HOLLANDAISE: a journey into
an iconic fabric
10 April–1 June 2013
Opening: Wednesday 10 April, 6:30–9pm
RSVP: T +221 33 864 0248
Raw Material Company
Centre pour l’art, le savoir et la société
Center for art, knowledge and society
4074 bis Sicap Amitié 2
BP 22710 Dakar, Senegal
Hours: Tuesday–Saturday 10am–7pm
T 221 33 864 0248
Raw Material Company announces the exhibition HOLLANDAISE: a journey into an iconic fabric. The exhibition features newly commissioned works by Godfried Donkor, Abdoulaye Konate, Wendelien van Oldenborgh, Willem de Rooij and Billie Zangewa. The project is the result of a curatorial collaboration between Stedelijk Museum Bureau Amsterdam (SMBA) and Raw Material Company in the context of Project 1975.
Fabrics have played an important role in the decolonization of knowledge. Fabrics tell stories, family stories, stories of commerce, of labor, of creativity, of skills.The background for this exhibition is the long-standing commercial relationship between The Netherlands and Africa. The title refers to the colourful printed fabrics that are exported from The Netherlands to Africa, and are generally known in West Africa as Hollandaise, or Dutch Wax.
It was Dutch textile companies, such as Vlisco, who developed mass production and commercial applications for Indonesian, Javanese batik in the middle of the 19th century, and found their largest markets at the Atlantic shores of Africa. Today the bright and distinctive wax prints are regarded as typically African, while there is nothing African to them. It is the result of complex globalization processes that created a constructed image of Africanness.
Wax prints belong to the history of alternative cartography. It is the history of the appropriation of knowledge and skills that were invented and produced in Java, became incorporated in Dutch colonial trade routes, traveled and eventually acquired a new identity in Africa. By making the wax prints their own, Africans challenged the ideas that linkculture with authenticity, identity with territory, as well as the opposition of modernity versus tradition.

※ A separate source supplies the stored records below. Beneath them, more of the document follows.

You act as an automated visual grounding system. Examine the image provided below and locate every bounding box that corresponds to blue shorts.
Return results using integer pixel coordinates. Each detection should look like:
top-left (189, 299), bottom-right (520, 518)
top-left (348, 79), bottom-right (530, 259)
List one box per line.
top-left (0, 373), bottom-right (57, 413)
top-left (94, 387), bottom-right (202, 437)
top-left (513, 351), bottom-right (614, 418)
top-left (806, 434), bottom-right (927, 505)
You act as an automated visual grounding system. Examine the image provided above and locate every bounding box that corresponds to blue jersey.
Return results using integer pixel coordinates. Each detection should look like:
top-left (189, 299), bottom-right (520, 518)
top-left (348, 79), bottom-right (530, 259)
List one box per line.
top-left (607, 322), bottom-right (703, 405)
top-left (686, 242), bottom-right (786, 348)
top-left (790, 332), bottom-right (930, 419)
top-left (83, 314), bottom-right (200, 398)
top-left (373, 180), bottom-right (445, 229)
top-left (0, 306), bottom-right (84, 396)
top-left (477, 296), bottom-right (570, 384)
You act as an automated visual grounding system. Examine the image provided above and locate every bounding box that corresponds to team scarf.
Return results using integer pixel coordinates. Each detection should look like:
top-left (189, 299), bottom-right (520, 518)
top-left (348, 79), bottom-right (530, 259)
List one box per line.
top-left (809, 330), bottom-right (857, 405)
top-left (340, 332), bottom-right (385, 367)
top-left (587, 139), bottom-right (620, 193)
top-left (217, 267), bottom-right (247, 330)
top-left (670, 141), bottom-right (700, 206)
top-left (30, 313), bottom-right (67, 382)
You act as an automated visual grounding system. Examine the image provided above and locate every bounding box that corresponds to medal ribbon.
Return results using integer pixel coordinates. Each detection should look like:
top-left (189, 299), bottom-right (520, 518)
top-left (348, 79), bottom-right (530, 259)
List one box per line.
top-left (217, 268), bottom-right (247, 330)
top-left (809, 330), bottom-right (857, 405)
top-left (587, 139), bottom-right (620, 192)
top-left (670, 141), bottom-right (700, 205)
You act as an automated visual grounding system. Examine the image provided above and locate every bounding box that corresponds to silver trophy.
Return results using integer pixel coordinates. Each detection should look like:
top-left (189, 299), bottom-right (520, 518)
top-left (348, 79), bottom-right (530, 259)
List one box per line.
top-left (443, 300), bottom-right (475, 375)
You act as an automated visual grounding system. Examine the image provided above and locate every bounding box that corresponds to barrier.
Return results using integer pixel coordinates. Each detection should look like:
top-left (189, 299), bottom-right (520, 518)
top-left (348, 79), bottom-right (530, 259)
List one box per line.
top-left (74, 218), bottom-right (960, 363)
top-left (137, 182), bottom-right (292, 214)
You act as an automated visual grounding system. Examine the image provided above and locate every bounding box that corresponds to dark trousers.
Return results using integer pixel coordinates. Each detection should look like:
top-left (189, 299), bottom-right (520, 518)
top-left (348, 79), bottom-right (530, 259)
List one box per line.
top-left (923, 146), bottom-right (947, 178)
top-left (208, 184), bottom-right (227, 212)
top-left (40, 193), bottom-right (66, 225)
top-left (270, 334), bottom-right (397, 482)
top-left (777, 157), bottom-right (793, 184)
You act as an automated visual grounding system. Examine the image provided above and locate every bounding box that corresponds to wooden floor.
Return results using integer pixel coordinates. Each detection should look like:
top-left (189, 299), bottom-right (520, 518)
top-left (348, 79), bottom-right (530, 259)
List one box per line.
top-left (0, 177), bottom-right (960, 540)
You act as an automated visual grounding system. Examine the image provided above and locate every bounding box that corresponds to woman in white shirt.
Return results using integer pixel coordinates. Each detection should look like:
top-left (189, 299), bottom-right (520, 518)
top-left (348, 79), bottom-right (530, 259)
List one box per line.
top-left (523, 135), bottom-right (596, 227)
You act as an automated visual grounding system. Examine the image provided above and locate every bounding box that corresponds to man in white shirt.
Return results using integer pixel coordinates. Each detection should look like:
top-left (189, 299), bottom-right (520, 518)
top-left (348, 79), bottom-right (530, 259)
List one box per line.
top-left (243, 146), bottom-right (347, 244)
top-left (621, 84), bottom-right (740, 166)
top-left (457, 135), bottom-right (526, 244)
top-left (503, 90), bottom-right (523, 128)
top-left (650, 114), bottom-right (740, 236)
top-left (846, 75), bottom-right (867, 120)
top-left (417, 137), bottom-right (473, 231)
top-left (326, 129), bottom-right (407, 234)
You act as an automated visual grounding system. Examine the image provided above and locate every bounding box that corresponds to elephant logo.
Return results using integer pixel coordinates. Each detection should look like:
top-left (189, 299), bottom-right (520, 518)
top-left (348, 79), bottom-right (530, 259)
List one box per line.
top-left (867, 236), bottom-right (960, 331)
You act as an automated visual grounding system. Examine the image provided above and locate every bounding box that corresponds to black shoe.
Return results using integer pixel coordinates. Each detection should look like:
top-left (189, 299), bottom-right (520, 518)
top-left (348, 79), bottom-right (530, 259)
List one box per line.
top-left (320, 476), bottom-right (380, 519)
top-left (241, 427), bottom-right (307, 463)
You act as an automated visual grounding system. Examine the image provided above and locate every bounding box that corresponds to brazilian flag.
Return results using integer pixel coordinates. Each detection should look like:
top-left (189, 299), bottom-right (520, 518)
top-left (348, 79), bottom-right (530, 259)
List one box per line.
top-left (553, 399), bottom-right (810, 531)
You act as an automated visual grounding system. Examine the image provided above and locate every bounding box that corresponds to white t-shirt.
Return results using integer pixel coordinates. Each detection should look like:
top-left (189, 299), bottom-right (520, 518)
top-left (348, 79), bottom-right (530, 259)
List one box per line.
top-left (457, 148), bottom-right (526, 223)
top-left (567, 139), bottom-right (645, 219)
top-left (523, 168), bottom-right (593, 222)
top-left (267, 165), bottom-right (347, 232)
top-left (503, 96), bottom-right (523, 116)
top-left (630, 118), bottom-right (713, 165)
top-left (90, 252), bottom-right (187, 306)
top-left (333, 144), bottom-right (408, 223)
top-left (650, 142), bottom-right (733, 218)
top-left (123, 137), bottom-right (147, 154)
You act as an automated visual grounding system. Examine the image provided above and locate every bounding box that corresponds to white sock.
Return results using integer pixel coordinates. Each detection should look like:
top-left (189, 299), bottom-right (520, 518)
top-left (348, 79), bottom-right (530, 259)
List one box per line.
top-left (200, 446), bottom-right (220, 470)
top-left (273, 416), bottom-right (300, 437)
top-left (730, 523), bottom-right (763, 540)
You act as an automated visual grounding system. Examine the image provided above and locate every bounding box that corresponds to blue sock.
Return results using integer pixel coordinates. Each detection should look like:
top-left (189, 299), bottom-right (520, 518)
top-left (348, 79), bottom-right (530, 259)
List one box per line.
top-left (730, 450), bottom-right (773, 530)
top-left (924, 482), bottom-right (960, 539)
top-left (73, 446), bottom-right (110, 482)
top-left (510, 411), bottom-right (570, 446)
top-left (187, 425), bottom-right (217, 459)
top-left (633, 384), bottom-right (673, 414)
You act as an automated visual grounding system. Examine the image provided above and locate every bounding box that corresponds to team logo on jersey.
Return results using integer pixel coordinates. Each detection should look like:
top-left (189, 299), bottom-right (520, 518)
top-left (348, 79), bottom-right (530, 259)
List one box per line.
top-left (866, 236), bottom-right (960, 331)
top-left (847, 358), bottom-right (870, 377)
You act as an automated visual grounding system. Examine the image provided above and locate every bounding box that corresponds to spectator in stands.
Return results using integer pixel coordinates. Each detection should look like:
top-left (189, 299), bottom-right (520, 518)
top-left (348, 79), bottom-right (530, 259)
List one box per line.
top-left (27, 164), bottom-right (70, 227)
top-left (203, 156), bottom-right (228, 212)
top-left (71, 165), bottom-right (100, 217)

The colourful and indeed irresistibly beautiful fabric is an all-time business for women traders across West Africa. Generations of women in Nigeria, Benin, Togo and Ghana have built commercial empires, and such wealth with the trade of Dutch Wax prints that they are referred to as “Nana-Benz,” by virtue of their ability to afford the German car. It is fascinating how quickly this purely European product was appropriated, embraced and adopted as a means of self-expression to embody what is today generally perceived as the quintessential sign of African authenticity.
HOLLANDAISE: a journey into an iconic fabric is curated by Koyo Kouoh. Five artists from diverse practices and backgrounds were commissioned new works that interpret the trading relations and the cultural aesthetics embedded in the history of this fabric.
The exhibition presents a two-channel video, The Currency of Ntoma, by Godfried Donkor. The video tells the story of the tradition of collecting wax prints by Ghanean women. Untitled, Abdoulaye Konate’s new two-meter-by-seven-meter tapestry, depicts a moment of celebration amidst current war and politcal tensions. La Javanaise is a challenging two-channel cinematic dissection of the Dutch colonial enterprise by Wendelien van Oldenborgh. Blue to Black by Willem de Rooij is a silent critique of racial categorization translated into a specifically designed and manufactured fabric. With the silk tapestries Angelina Rising, Billie Zangewa subverts the notion of freedom and liberation with one of the most popular Vlisco designs.
The educational programme during the opening days includes master classes with students and faculty of Dakar’s Ecole Nationale des Arts with artists Willem de Rooij and Billie Zangewa as well as a two-day video workshop for young emerging women artists lead by Wendelien van Oldenborgh. The programme continues in May 2013 with lectures by Abdoulaye Konate (May 10) and Françoise Vergès (May 22).
The exhibition comes with a highly illustrated bilingual (F/E) catalogue with writings by political scientist and cultural historian Françoise Vergès; artist and researcher Senam Okudzeto; and curators Jelle Bouwhuis, Koyo Kouoh and Kerstin Winking. In collaboration with the network of independent art centers in Africa, the exhibition travels to Nubuke Foundation in Accra in July 2013, as well as to Doual’art in Douala in September 2013.
Raw Material Company acknowledges the generous support of the Mondriaan Fonds and the embassy of the Kingdom of The Netherlands in Dakar.
For more information please contact: firstname.lastname@example.org.
About Raw Material Company
Raw Material Company is a not-for-profit center for art, knowledge and society. It is an art initiative unfolding within the realms of exhibition making, creative residencies, knowledge sharing, and archiving and production of theory and criticism. It works to foster appreciation and growth of artistic and intellectual creativity in Africa.